Seputarindonesiatimur.web.id – Di tengah keamanan yang ketat, Presiden Indonesia Joko Widodo secara resmi dilantik ke kantor untuk masa jabatan kedua dan terakhirnya kemarin, ketika ribuan orang Indonesia merayakan dengan lagu dan tarian.

Dengan Alquran dipegang di atas kepalanya, Jokowi membacakan sumpah jabatan di hadapan anggota parlemen dan senator daerah yang membentuk Majelis Permusyawaratan Rakyat (MPR) di gedung Parlemen.

“Demi Tuhan, saya bersumpah untuk menjalankan tugas saya sebagai Presiden Republik Indonesia sebaik dan seadil mungkin, menegakkan Konstitusi dan undang-undang republik,” sumpah Jokowi.

Wakil Presiden Baru Ma’ruf Amin, yang menggantikan Jusuf Kalla, juga mengambil sumpah yang sama.

Dalam pidato pengukuhan 15 menit kemudian, Jokowi menjabarkan prioritas utamanya dalam lima tahun ke depan yang meliputi peningkatan kualitas sumber daya manusia, membangun lebih banyak infrastruktur, dan mengurangi birokrasi.

Dia juga meminta talenta Sbowin untuk membantu pemerintahannya dan mendesak orang Indonesia untuk tetap gesit dalam menghadapi tantangan.

“Di dunia yang penuh risiko, yang sangat dinamis dan kompetitif, kita harus terus mengembangkan cara-cara baru, nilai-nilai baru. Jangan membuat diri kita terjebak dalam rutinitas yang monoton.”

Jokowi terpilih kembali dalam pemilihan presiden 17 April dengan 55,5% suara. Sebelumnya, mantan eksportir furnitur itu pernah menjabat sebagai walikota Solo dan gubernur Jakarta. Dia pertama kali menjabat pada tahun 2014, setelah mengalahkan mantan jenderal militer Prabowo Subianto, menggantikan Presiden Susilo Bambang Yudhoyono sebagai presiden ketujuh Indonesia.

Pada upacara peresmian, Ketua MPR Bambang Soesatyo memuji Jokowi, mengatakan bahwa dia telah membantu mengurangi kemiskinan ke rekor terendah, menciptakan banyak pekerjaan dan membawa pertumbuhan ekonomi yang sehat selama masa jabatan pertamanya.
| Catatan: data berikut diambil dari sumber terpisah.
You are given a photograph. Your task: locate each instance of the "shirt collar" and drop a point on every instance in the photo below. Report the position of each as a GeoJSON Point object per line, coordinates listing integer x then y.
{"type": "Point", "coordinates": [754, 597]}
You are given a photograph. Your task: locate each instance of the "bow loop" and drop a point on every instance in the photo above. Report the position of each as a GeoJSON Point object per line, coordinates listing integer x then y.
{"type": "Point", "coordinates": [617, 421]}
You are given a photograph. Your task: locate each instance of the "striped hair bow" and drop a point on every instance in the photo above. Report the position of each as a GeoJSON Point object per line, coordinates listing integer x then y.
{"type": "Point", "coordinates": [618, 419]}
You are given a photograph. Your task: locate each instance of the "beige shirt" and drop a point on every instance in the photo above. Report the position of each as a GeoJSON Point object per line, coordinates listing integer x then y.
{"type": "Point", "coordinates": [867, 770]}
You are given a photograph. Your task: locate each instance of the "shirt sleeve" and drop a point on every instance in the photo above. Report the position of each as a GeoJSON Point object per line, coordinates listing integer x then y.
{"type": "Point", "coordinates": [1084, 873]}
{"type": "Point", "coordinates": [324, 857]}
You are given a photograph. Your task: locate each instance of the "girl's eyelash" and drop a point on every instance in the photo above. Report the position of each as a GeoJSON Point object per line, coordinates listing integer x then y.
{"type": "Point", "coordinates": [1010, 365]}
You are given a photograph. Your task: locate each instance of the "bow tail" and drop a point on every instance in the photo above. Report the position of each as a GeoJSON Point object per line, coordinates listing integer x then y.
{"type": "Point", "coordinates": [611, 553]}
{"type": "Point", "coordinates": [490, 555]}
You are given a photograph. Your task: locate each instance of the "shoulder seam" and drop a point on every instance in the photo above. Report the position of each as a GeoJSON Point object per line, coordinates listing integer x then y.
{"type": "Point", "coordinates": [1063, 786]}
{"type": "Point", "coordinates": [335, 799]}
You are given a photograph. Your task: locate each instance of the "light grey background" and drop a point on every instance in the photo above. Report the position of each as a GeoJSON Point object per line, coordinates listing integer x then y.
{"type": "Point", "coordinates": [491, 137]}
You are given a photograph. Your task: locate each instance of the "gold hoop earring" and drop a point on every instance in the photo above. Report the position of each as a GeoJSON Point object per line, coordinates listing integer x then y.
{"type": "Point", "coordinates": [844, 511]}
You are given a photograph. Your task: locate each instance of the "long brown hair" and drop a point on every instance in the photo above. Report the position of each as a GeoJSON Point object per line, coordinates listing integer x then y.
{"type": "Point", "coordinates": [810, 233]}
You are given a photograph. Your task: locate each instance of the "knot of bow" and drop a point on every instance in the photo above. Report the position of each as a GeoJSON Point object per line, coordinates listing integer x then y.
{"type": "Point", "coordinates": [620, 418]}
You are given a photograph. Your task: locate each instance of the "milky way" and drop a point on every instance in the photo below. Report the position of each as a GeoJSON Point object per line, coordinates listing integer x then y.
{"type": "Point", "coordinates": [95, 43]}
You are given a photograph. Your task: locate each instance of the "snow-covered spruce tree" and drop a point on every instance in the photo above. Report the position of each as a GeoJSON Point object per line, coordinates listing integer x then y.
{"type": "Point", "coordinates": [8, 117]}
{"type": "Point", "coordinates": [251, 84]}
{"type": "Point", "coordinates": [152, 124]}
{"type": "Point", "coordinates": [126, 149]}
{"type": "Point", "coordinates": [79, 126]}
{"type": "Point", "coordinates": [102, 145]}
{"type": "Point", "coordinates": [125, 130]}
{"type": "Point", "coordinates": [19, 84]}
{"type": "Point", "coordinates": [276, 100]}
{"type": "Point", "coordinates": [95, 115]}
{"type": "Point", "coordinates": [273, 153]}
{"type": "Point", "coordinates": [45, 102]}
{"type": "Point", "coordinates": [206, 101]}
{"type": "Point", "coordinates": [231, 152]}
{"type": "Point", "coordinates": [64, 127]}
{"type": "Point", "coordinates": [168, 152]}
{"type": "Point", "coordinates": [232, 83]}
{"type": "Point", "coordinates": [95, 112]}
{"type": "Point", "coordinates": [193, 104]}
17 pemimpin asing dan pejabat tinggi juga menghadiri acara itu, termasuk Perdana Menteri Lee Hsien Loong, Perdana Menteri Malaysia Mahathir Mohamad, Sultan Brunei Hassanal Bolkiah, Perdana Menteri Australia Scott Morrison dan Wakil Presiden China Wang Qishan.

Lee mengucapkan selamat kepada Jokowi dan mengatakan bahwa dia berharap untuk membangun kerja sama yang sangat baik antara kedua negara.

Upacara diadakan di bawah pengamanan ketat dengan helikopter militer melayang di atas gedung Parlemen.

Di jalan-jalan utama ibukota, kendaraan lapis baja dan sekitar 30.000 petugas keamanan berjaga-jaga ketika spanduk bertuliskan “Selamat atas mandat dan pelantikan rakyat” dan “Terima kasih dan senang bekerja” berkibar.

Keamanan ditingkatkan mengingat protes mahasiswa baru-baru ini terhadap RUU kontroversial dan penikaman menteri keamanan Wiranto oleh seorang militan yang terkait dengan ISIS di Irak dan kelompok teroris Suriah awal bulan ini.

Meskipun aksi unjuk rasa telah dilarang sejak sepekan lalu, ribuan orang Indonesia turun ke jalan untuk merayakan peristiwa itu.

Jokowi juga dikerubuti oleh para simpatisan yang ingin berjabatan tangan dan mengambil foto ketika ia turun dari mobilnya di sebuah taman dekat istana kepresidenan.

Penjual kaki lima Mardan Bilang mengatakan banyak penduduk desa di pulau asalnya Banggai di Sulawesi Tengah berterima kasih kepada Jokowi karena membangun jalan. Ini memungkinkan mereka untuk mengangkut hasil pertanian seperti kelapa dan cengkeh dari tanah pertanian mereka ke pasar.

Menyebut Jokowi sebagai idolanya yang sudah lama, pria berusia 41 tahun itu mengatakan, “Saya harap dia akan melanjutkan pekerjaan baiknya dalam masa jabatan keduanya.”